I have some good news, and some bad news. The good news is, Firefox maker Mozilla has come out firmly against the Cyber Intelligence Sharing and Protection Act, better known as CISPA, marking the first time a Silicon Valley company has criticized the contentious cybersecurity bill. On the other hand, Microsoft — which recently hinted that it had switched to the anti-CISPA camp — has reconfirmed that, actually, it is in completely support of CISPA. How brave…
In an email with Forbes’ cybersecurity journalist Andy Greenberg, Mozilla released the following statement:
While we wholeheartedly support a more secure Internet, CISPA has a broad and alarming reach that goes far beyond Internet security. The bill infringes on our privacy, includes vague definitions of cybersecurity, and grants immunities to companies and government that are too broad around information misuse. We hope the Senate takes the time to fully and openly consider these issues with stakeholder input before moving forward with this legislation.
Mozilla’s complaints echo those of the most ardent CISPA critics around, groups like the Electronic Frontier Foundation (EFF). In fact, it is even more critical than that of the Center for Democracy & Technology (CDT), which believes CISPA is at least headed in the right direction, even if it is still fundamentally flawed.
Microsoft, by contrast, has once again come out in praise of CISPA following reports that it had reneged its support for the bill.
“Microsoft’s position remains unchanged,” said Christina Pearson, a Microsoft spokeswoman, in a statement to The Hill. “We supported the work done to pass cybersecurity bills last week in the House of Representatives and look forward to continuing to work with all stakeholders as the Senate takes up cybersecurity legislation.”

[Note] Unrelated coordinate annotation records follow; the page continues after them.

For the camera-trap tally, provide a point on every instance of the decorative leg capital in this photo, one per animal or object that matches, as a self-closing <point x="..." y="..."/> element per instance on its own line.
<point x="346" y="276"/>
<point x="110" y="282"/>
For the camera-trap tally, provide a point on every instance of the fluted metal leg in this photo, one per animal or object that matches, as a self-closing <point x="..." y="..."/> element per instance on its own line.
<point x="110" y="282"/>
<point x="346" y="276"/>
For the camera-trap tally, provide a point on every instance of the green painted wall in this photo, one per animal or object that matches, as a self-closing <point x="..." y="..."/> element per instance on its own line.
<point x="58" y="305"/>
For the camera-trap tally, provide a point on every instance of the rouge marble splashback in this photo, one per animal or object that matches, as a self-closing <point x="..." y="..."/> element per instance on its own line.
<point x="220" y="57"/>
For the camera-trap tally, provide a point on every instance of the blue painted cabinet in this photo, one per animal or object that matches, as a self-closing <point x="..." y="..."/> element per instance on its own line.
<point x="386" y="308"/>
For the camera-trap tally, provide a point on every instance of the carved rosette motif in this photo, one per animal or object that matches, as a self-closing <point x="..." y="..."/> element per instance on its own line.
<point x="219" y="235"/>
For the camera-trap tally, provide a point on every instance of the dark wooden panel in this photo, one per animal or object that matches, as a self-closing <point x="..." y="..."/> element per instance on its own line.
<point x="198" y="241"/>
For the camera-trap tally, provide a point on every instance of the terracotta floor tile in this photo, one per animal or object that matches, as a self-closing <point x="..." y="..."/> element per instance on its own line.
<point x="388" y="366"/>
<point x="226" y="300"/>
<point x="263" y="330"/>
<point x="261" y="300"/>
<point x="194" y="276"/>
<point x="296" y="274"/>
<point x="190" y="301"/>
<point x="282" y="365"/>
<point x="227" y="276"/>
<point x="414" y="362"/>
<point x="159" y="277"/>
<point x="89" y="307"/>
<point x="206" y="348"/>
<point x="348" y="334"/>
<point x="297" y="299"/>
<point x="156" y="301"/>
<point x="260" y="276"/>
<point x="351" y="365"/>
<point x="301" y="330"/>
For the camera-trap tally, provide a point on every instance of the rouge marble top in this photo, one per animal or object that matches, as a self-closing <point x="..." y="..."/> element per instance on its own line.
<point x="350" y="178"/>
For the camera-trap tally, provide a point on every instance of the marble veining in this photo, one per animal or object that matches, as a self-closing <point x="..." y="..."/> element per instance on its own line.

Microsoft, along with a slew of other firms, has long been a supporter of CISPA, having sent the House Intelligence Committee a letter (pdf) on November 30,2011, commending the committee for crafting the legislation. Facebook, Intel, IBM, AT&T, Verizon, and a vast number of other companies and industry trade groups have also backed the bill.
Originally submitted in November of last year by House Intelligence Committee Chairman Rep. Mike Rogers (R-MI) and Ranking Member Rep. Dutch Ruppersberger (D-MD), CISPA passed the House with a Republican-dominated vote of 248 to 168 on Thursday of last week. The legislation seeks to free up lines of communications between the federal government and businesses. Under CISPA, private companies may voluntarily share “cyber threat intelligence” with the federal government. The bill also allows the government to more easily share classified information with the private sector. Supporters of the bill say CISPA is necessary to help stop a “cyber 9-11.”
Critics fear, however, that CISPA is worded too broadly, allowing it to be used in ways that violate individual privacy, and erode our Fourth Amendment rights against unreasonable searches and seizures. Despite some progress on the privacy front, CISPA still explicitly overrides all preexisting laws, and gives immunity from lawsuits and criminal changes to companies who share cyber threat intelligence with the government. The bill also still allows shadowy organizations, like the National Security Agency, to access data shared under CISPA.
CISPA’s next stop is in the Senate, where it is expected to face greater opposition. There, it will go up against a number of other competing cybersecurity bills, including the Cybersecurity Act of 2012, and the SECURE IT Act. The Senate is expected to take up debate on cybersecurity legislation sometime in the coming weeks.